Rhapsody in Blue

by ambaila



Category: Suits (US TV)
Genre: F/M, Post canon, Shameless and plotless, Smut
Language: English
Status: Completed
Published: 2020-08-01
Updated: 2020-08-01
Packaged: 2021-03-06 00:55:31
Rating: Mature
Warnings: Creator Chose Not To Use Archive Warnings
Chapters: 1
Words: 1,622
Publisher: archiveofourown.org
Story URL: https://archiveofourown.org/works/25654765
Author URL: https://archiveofourown.org/users/ambaila/pseuds/ambaila
Summary: The rule was simple: Distract.Victory: Sweet.
Relationships: Donna Paulsen/Harvey Specter
Kudos: 23





	Rhapsody in Blue

There was an element about dating that wasn’t as exciting as being married. Dating Donna, actually dating Donna, was late night dinners, early morning coffees and weekends spent in bed or trying to get out of bed to go to the office. Being married to Donna was a whole different ball game.

It wasn’t that they had to explain themselves, no. Everyone knew they were married, despite her keeping Paulsen as her name on the door. Everything else she signed Specter and it did things to him. But, being in a different city, finally able to _breathe_ because no one is threatening them opens up the world.
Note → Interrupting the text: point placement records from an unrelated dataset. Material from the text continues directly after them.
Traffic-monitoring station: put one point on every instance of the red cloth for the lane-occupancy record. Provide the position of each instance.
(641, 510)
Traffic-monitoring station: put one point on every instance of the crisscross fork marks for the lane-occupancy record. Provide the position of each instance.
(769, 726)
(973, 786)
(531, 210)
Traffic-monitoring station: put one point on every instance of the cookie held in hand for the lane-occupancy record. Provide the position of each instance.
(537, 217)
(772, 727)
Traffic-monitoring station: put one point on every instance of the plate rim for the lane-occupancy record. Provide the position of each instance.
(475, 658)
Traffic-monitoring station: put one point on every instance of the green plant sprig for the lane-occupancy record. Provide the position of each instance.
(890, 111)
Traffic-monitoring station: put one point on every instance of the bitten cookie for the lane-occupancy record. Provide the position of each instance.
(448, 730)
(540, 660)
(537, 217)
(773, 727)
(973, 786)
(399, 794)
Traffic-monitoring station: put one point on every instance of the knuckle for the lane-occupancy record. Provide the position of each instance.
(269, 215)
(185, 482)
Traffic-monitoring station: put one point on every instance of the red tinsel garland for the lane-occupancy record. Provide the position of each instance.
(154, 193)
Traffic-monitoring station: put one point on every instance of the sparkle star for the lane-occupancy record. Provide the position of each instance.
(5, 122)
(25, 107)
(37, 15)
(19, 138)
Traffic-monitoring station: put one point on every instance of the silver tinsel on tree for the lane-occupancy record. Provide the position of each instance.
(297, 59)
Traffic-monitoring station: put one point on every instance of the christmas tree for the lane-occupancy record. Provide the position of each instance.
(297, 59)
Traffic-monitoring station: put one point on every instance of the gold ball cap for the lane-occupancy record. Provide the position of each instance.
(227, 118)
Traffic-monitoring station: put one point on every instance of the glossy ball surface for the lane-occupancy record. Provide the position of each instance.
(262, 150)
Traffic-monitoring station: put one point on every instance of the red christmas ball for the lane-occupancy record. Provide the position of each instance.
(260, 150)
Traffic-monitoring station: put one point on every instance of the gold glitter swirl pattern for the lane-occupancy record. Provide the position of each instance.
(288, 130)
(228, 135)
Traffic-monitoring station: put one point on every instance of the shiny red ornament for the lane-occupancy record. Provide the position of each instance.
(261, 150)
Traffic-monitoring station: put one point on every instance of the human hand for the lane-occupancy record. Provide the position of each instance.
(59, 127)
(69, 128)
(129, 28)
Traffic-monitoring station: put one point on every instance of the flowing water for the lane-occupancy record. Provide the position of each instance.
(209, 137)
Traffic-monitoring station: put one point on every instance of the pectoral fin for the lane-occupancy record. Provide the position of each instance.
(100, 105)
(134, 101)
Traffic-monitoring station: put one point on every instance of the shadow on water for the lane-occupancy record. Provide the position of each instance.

Being married in Seattle is how it should have been dating in New York. They should have been able to slink off in the middle of the afternoon for lunch. Or enjoy a dinner at a reasonable hour without worrying about someone losing their title. It should have been easy and normal. Yet, they were married after being together for less than a year.

The element of being married in Seattle, with Donna, was elusive. It was a game only they participated in. Their opponents were each other. And they were currently tied.

Rules were simple: distract. It didn’t matter how; it did if they were in the office and even then, there was some leniency. The goal was to distract the other and points were given if someone else commented about it. Public encounters were given if a check had to be called prematurely or a plan was completely set aside for something else. It was their way of using intimate and expert knowledge to their own advantage. Donna was winning.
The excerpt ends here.